Drakeford previously voiced his support for the policy idea in 2017, when he described it to the Senedd as “attractive” but also warned that politicians would have a “job” to convince the public on the merits of the policy.
At the time he also questioned whether the Welsh government had the power as a devolved authority to implement such a pilot, but said the proposal has “potential to make a significant contribution to addressing poverty and inequality”.
Foundational economy
On the economy and the focus for Labour in Wales, the Welsh Labour leader told members tonight that the government needs to work on the “foundational economy” instead of focusing on attracting international investment.
Drakeford argued: “We’ve been a bit dazzled sometimes in Wales trying to attract inward investment, and that is very important… but international capital is foot-loose free. It comes when it suits it and leaves when it doesn’t.”
He used the example of the closure of the Ford engine plant in Bridgend, announced last year, which had been in operation for over 40 years. When the company notified its staff it would be closing, the site employed 1,644 workers.
The First Minister explained: “The foundational economy are those jobs that you can’t move out of communities. You can’t offshore caring jobs, you can’t offshore retail jobs, you can’t offshore jobs that are about producing jobs either.”
Drakeford told attendees that the Welsh government would be giving greater value to “those sorts of economic activities” in pursuing this approach to create secure and lasting jobs.
Holiday hunger
Earlier today, the Welsh Labour government announced that it would spend £11m to make sure free school meals are provided during every school holidays up to and including the Easter break in 2021.
He told attendees this evening: “This is to address food hunger and food poverty, amongst children in particular. We are the only part of the UK to have made that commitment. We’re the only part of the UK to have a ‘holiday hunger’ scheme…
“We need to be banging the drum for that decision. That £11m was hard to find, I can tell you.
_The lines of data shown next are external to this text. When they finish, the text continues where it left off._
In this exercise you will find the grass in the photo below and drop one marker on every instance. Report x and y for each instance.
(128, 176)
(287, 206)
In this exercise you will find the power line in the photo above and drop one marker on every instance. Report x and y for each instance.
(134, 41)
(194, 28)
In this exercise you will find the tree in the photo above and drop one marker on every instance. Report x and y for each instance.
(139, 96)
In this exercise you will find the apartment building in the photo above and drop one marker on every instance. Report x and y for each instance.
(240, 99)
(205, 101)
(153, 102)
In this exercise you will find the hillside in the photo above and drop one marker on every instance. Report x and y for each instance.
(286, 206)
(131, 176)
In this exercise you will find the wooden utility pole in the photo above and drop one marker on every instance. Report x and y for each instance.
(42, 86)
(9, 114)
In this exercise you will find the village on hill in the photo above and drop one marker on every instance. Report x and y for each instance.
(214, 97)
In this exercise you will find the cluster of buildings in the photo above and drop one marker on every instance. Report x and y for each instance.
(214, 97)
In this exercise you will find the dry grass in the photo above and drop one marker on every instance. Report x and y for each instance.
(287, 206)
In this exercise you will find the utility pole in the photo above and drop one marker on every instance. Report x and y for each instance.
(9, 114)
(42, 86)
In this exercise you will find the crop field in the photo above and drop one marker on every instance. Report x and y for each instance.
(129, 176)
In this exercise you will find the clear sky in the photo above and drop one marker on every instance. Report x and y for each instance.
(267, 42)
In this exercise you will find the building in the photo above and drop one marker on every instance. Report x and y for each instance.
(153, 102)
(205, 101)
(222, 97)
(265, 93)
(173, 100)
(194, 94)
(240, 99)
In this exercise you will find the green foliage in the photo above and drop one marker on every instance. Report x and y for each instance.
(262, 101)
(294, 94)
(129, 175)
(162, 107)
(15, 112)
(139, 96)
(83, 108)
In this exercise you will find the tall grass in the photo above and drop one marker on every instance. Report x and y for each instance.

Rebecca Evans, our finance minister, really worked hard to find a way of putting that money together.
“So that we could tell people, those families now, that in this half term they won’t have to be going to the foodbank to find food to feed their children because free school meals will be available.”
The UK government is under pressure to extend the same support to children in England. It has said its holiday activities and food programme underlines the commitment to tackling holiday hunger.
But the programme of support in place in schools in England covers only 17 local authority areas and has not yet been extended for the autumn half-term and the Christmas holiday period.
Footballer Marcus Rashford, whose campaign forced Johnson into a U-turn on school meals for the summer holiday, has welcomed the announcement by the Welsh government today to protect “the most vulnerable children across the country”.
More than 200,000 children in England have had to skip meals because their family could not access sufficient food during lockdown, and 2.4 million children are living in food insecure households.
The Trussell Trust has forecast that there will be a 61% increase in food parcels needed between October and December, and warned that extreme poverty could double by Christmas.